Every platform team eventually asks the same question: should we build an Internal Developer Platform? The honest answer is usually yes. The part that wrecks teams is the how.
I’ve watched platforms that cost a small fortune get shipped and then quietly abandoned because nobody wanted to use them. I’ve also seen a couple of Helm charts and a Kyverno policy change how a whole team ships software. The gap between those two outcomes has almost nothing to do with budget or which fashionable tool you picked. It comes down to whether you started by solving a real problem or by building the platform you imagined developers should want.
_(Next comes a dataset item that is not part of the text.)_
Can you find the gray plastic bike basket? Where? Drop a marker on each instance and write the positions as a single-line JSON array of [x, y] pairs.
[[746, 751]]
So instead of giving you a reference architecture to copy, I want to walk this up from the smallest useful thing. You should be able to stop reading at any point and still have something worth deploying.
What an IDP Actually Is
An Internal Developer Platform is a self-service layer that hides infrastructure plumbing from the people building applications. Developers describe what they need. The platform figures out how to make it real. That’s the whole pitch.
flowchart TD
subgraph before["Without Platform"]
D1["Developer"] --> K8s["Kubernetes YAML"]
D1 --> CI["CI Pipeline"]
D1 --> Sec["Security Config"]
D1 --> Mon["Monitoring Setup"]
end
subgraph after["With Platform"]
D2["Developer"] --> IDP["Platform API"]
IDP --> K8s2["Kubernetes"]
IDP --> CI2["CI/CD"]
IDP --> Sec2["Security"]
IDP --> Mon2["Monitoring"]
end
The platform sits between what a developer wants and what the cluster requires. Everything in this post is about making that layer thin, honest, and easy to get out of when you need to.
Why So Many Platforms Die
Before the build steps, it’s worth knowing the failure modes, because most of them are predictable and you can design around them.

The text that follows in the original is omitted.